Picture caption: Minneswaska Area High School students (left) and West Central Area Secondary School students (right)

Benson, Oct 14 - Chippewa Valley Ethanol Company (CVEC) hosted plant tours for two schools earlier this week.

On Oct 11, CVEC welcomed 25 students from Minnewaska Area High School’s agriculture processing class followed by 13 students from West Central Area Secondary School’s plant science class on Oct 13. 

“One of our goals in hosting tours for students at our facility is to have them learn about our state’s agriculture and ethanol industries. We also want students to walk away with a better understanding of the important role the ethanol industry plays in bolstering rural economies, reducing greenhouse gas emissions, promoting energy independence and providing savings at the gas pump,” said Chad Friese, CEO of CVEC.

During both tours, students were briefed on the different stages of ethanol production such as incoming grain grading, grain handling, fermentation, grain storage, dried distillers grain production and storage, ethanol storage and shipment.

“The ag processing class explores many different processes of agricultural products and how they can be used. This tour helped the students learn and understand yet another process that turns one product into many different usable products and how that plays into their everyday lives. This tour also helped reinforce the lesson that, in the agricultural industry, we utilize every part of the original product, with many different byproducts, and that we do not waste anything,” said Nick Milbrandt, agriculture teacher at Minnewaska Area High School.

Both tours were organized by the Minnesota Bio-Fuels Association (MN Bio-Fuels). CVEC is a member of MN Bio-Fuels.

“The CVEC tour was a great way to inform students about the process of producing ethanol and the relationship that ethanol production has with the agriculture industry and local community growth. What is more important with students now is that this tour introduces them to the ethanol industry at a time when there is serious debate about our future fuel options.” 

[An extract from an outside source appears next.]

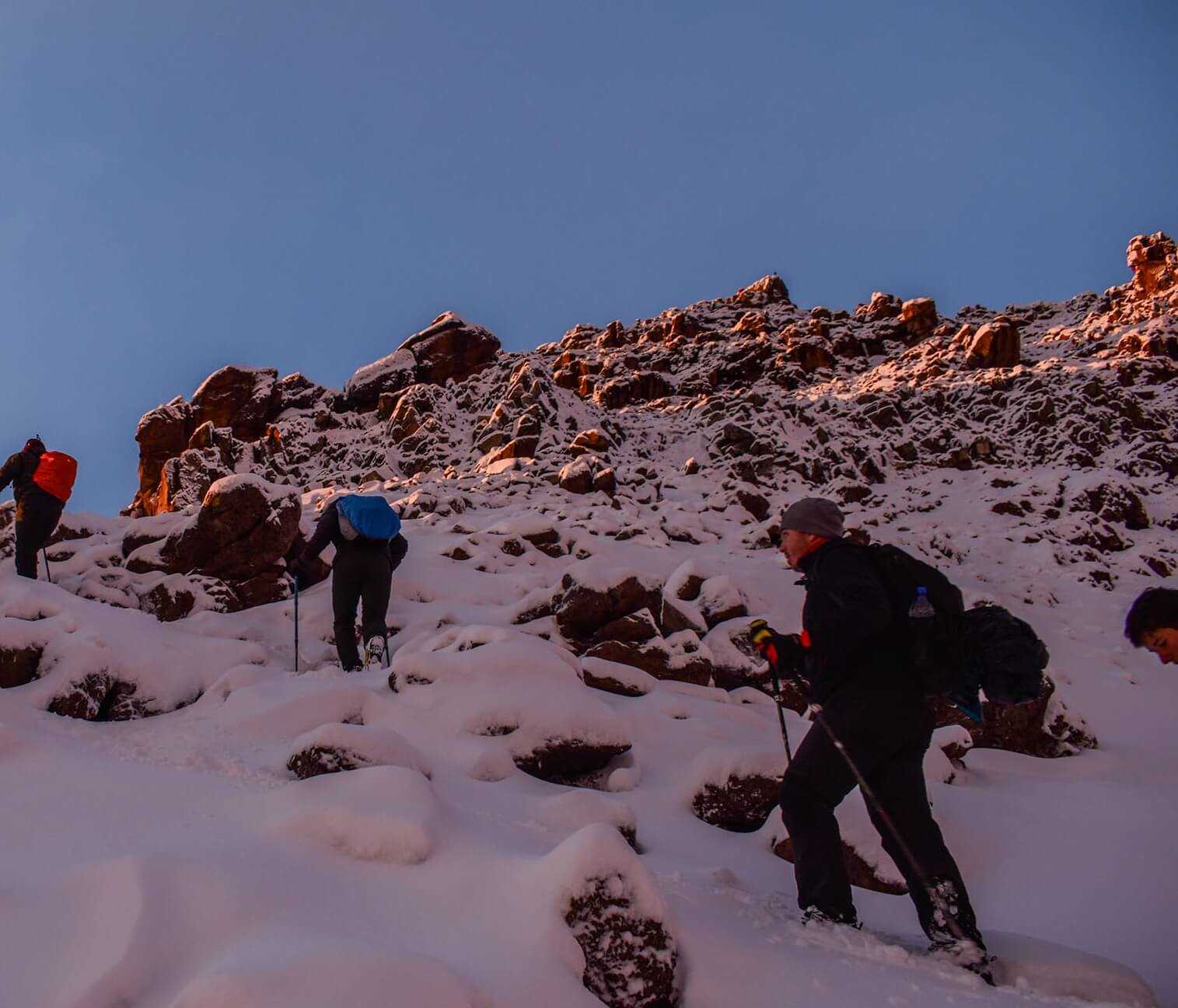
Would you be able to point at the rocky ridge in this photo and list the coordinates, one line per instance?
(1042, 434)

“Fuel sources such as petroleum and large-scale electrical production, such as coal fired power plants, do not have production sites nearby and this gave our students an opportunity to see large scale renewable fuel production right in our backyard. We have taken this tour before and always enjoy the ethanol industry reaching out to schools to get students some real-life experiences,” said Eric Sawatzke, agriculture teacher at West Central Area Secondary School.